最後の日は2時間程港の見える高いビルの上で寒い寒いと言いながら、生ビールを飲みほして、ポルトアレグレに別れを告げる最高の場所に連れて来てくれました。ほんまにこの2ヶ月間は日本で味わう事が出来ない色々な事を一杯身体の許す限りなんにでもチャレンジーをして来た。これも皆様がさせて下さったお蔭だと感謝しています。ほんまに〜色々とお世話に成りまして有難うございました。
終編
ポルトアレグレの空港にて見送って下さった皆様と別れを告げてサンパウロに到着したが、
ツニブラの方が出迎えて呉れているはずが何方も居なくて四十分程、探し回ったが判らず、どうしょうかと青くなったが、日航のカウンターを探した方が確実と思い、カウンターまでたどり着く。そこでツニブラの人に出会えた。やれやれこれで出国手続きが出来る。と安心した。トイレに行き、タバコを吸い、我に返れた。九時にツニブラの人と別れ中に入り、これで日本に帰れると思いしや、なんと飛行機の整備不良が発生したとの事で何時に飛び立つか判らないのでお待ち下さい。で二時間待ち、三時間待ちをしている間にパンと飲み物の配給が有り、これを食べて文句を言わずに待てという事らしかった。食べながら待合室を見渡すと、移住者の人達の里帰りか、団体で来ていた。話が自然と聞えてきた。なんと一ドルで日本では何が買えるか、と話をしていた。インスタントラーメンが一個買える位だとか、百均に行けば何でもあるそうなとか、思いは日本に馳せている様だったが、のんびりと何時かは飛ぶだろうなんて、言って取り留めない話を続けていた。私は一体何時に飛ぶかを確認したくて、イライラしていたが、結局六時間待ちが決定した。成田から伊丹への乗り換え時間に間に合いそうなのでやれやれだ。兄貴の言葉を思い出してニューヨークでテロが起きた日だから、サンパウロで待機していたと考えれば納得出来た。機内では待ちくたびれて、すぐに眠りに付く。
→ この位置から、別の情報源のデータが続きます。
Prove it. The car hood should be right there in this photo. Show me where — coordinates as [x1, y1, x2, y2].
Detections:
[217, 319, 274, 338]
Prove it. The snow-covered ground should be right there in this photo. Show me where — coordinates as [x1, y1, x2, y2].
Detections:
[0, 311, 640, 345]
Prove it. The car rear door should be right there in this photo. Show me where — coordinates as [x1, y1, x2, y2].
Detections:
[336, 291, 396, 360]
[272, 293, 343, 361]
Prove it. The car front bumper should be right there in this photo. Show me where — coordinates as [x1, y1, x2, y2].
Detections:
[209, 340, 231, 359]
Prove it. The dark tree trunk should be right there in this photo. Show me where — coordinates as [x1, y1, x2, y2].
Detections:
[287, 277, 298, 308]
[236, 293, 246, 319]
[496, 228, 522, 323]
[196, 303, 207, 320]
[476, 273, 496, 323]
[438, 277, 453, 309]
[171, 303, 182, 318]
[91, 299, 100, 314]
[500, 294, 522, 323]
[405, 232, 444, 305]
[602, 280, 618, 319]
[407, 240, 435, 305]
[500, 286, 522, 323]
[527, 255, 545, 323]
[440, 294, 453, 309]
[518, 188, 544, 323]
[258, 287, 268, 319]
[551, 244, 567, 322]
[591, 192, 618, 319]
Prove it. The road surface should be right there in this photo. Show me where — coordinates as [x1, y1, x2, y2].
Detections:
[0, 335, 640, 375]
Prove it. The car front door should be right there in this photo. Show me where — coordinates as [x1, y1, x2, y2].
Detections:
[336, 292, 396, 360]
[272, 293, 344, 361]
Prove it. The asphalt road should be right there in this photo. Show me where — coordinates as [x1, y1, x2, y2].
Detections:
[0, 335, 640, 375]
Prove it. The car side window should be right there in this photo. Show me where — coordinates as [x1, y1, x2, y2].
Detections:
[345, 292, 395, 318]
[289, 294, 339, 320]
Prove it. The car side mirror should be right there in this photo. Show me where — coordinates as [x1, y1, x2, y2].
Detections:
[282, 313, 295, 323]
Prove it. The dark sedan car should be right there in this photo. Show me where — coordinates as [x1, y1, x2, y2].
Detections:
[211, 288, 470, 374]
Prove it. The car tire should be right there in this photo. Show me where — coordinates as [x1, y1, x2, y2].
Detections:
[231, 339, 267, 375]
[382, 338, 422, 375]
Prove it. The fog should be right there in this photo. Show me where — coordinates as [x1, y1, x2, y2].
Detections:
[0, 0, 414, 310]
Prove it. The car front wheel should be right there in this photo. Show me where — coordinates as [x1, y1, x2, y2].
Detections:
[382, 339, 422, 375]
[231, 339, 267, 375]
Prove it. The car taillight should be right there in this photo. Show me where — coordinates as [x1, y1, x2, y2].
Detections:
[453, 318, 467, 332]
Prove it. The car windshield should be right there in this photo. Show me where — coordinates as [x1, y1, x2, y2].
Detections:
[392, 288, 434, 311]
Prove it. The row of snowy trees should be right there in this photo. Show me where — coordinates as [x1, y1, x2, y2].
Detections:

ニューヨークでは何事も無く出入国の手続きを済ませて、無事成田空港に着いた。伊丹空港に行く時間が余り無くて、トランク二個に手荷物を持って、成田の国内線に移動するのが大変でしんどかったが、無事、伊丹空港に着き、出迎えてくれていた主人の顔見て、やっと日本に帰って来たと、安堵する。
2ヶ月間の長旅が無事終わる事が出来たのも、兄貴を始めお姉様や姪っ子達、快く行かせてくれた、主人と子供の協力の許に成しえた賜物であると感謝して、終りにしたいです。
色々とお世話になりまして有難うございました。機会がありましたら、ぜひとも我が家に
いらして下さいませ。お会い出来る日を楽しみにお待ち申し上げます。